The Sydney Morning Herald

By Tom Switzer

A man is a bad piece of work if he can't be given a redeeming feature. Those of us who consider ourselves to be of a conservative cast of mind have looked sadly over the past three decades at the career of Malcolm Fraser, who has rather emulated the British prime minister Edward Heath in starting off as something of a man on the right and then ending up as anything but.

However, not everything Fraser espouses is wrong; some political questions transcend party and even ideology. So when, in this book, the former Liberal prime minister warns of the dangers of being obedient to America, and too uncritical of the poses that America strikes in the world, he deserves a respectful audience.

This powerful polemic should go a long way towards debunking the consensus that Australia should always support US interventions. Fraser, ably supported by young academic Cain Roberts, writes well, and the early part of the story of Australia's strategic dependency on Britain and America is engrossing. So is his account of the revolutionary nature of US foreign policy in the post-Cold War era.

Fraser is surely right that a striking feature of Australian diplomacy is its essential simplicity and consistency.

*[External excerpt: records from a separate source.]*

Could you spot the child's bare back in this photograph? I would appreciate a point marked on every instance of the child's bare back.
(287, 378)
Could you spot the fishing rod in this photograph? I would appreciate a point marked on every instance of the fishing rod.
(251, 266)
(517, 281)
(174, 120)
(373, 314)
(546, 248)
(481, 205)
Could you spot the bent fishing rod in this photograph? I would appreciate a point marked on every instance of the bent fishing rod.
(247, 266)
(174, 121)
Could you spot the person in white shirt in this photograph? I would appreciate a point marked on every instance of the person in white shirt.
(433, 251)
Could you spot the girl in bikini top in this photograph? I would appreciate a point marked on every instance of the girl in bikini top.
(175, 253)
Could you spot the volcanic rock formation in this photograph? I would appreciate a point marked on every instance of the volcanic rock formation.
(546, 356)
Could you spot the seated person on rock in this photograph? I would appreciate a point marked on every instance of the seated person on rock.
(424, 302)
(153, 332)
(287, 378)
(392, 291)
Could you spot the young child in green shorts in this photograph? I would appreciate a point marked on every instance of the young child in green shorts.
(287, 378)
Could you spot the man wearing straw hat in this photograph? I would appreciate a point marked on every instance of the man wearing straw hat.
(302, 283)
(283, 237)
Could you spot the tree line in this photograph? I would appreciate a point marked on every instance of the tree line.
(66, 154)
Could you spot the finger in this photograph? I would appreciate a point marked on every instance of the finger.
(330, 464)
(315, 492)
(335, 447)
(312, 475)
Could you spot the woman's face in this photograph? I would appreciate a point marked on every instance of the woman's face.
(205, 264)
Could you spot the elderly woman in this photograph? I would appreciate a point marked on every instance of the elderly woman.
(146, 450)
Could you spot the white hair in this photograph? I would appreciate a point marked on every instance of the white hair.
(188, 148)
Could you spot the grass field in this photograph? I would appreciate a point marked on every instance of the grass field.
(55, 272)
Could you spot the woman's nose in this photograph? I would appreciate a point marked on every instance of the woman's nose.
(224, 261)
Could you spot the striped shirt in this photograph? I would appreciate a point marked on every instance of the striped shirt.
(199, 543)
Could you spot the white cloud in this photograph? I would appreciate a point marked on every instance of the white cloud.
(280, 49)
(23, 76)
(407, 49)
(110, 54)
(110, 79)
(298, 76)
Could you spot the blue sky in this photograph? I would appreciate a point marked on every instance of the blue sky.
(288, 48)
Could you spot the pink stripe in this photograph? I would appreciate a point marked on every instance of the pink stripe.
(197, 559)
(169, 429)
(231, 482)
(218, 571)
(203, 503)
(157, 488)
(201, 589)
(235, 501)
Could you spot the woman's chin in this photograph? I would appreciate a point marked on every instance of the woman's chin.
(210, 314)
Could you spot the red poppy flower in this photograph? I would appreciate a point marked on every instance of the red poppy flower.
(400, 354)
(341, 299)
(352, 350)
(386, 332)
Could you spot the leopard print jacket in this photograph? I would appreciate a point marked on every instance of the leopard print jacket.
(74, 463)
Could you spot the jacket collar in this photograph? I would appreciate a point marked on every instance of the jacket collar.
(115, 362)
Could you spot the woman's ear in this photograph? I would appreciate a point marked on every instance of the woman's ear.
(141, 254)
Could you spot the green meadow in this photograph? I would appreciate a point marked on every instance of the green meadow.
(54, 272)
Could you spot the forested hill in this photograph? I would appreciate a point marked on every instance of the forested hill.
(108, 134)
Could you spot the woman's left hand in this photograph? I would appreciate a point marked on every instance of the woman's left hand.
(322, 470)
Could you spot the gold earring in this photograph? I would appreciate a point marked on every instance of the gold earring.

Since 1901, and even before Federation when we were a collection of colonies far removed from the rest of the Western world, our political leaders and the public at large have sought a close association with a great power with which we shared our values and interests.

For the first half of the 20th century, a declining but still formidable Britain filled that role. Since the onset of the Cold War, it has been performed by the US. With some qualifications, such as the Vietnam conflict (which the author supported but has renounced), Fraser believes that our strategic dependence on great powers helped ensure our security and prosperity. Since the departure of the prudent president Bush snr and especially since September 11, however, the US (under presidents Clinton, Bush jnr and even Obama) has become a revolutionary unilateral power, making it less relevant to Australia and a less appropriate ally on which Canberra should rely. In an inherently unequal relationship, warns Fraser, we are becoming so enmeshed in US strategy as to lose our autonomy.

Whether or not one agrees with such views, it is difficult to see how Australia's unconditional and unqualified support for the US-led wars in the 2000s served the national interest. We all know Iraq was executed abysmally, but it was also conceptually unsound: Saddam Hussein had been kept in his box via the tried and tested policy of containment. Besides, what did he do to Australia other than buy our wheat? As for Afghanistan, that war became flawed as its mission evolved from toppling the turbaned tyrants to democratising a tribally divided mediaeval society. All true.

The trouble is - and it is the book's besetting sin - that Fraser's call for an ''independent foreign policy'' is essentially another way of saying the alliance should be abandoned. That stance rightly remains at odds with both major political parties and, as the Lowy Institute's annual polling makes clear, the broad cross-section of the Australian people.

It is one thing to question neo-conservative plans to contain China and export democracy to arbitrarily created states in the Middle East. It is another thing to dismiss, as Fraser does, the real and substantial advantages that accrue from the US alliance. Think of the shared intelligence, military technology, the security guarantee and the deeply embedded psychological need for ''great and powerful friends'', to use Robert Menzies' phrase.

Fraser's thesis would be more convincing if he instead argued that the alliance should change. After all, the rise of China means different things to Canberra and Washington. For Australia, it represents a rewarding trade and financial relationship. For the US, it is the emergence of potential geo-political rival.

That does not mean Canberra is faced with a stark binary choice between Beijing and Washington. It simply means that our leaders, far from embracing old traits of dependability and unconditional loyalty, will need to be more nuanced, qualified and discriminating in their diplomatic outlook. Cultural affinities and shared traditions are not enough to ensure common foreign policy goals. And middle-power allies, however loyal, should not expect inconvenient loyalty from a super power.

It's been said that a gaffe is when a politician inadvertently tells the truth. Alexander Downer's insistence a decade ago that the US alliance would not apply in the event of a Sino-American clash over Taiwan met that definition. Widely condemned by the political and media class, the then-foreign minister's gaffe could nonetheless reflect the reality of Australian diplomacy: a US ally that backs our ''great and powerful'' friend only when it serves the national interest. Tony Abbott would surely agree: he should read this book.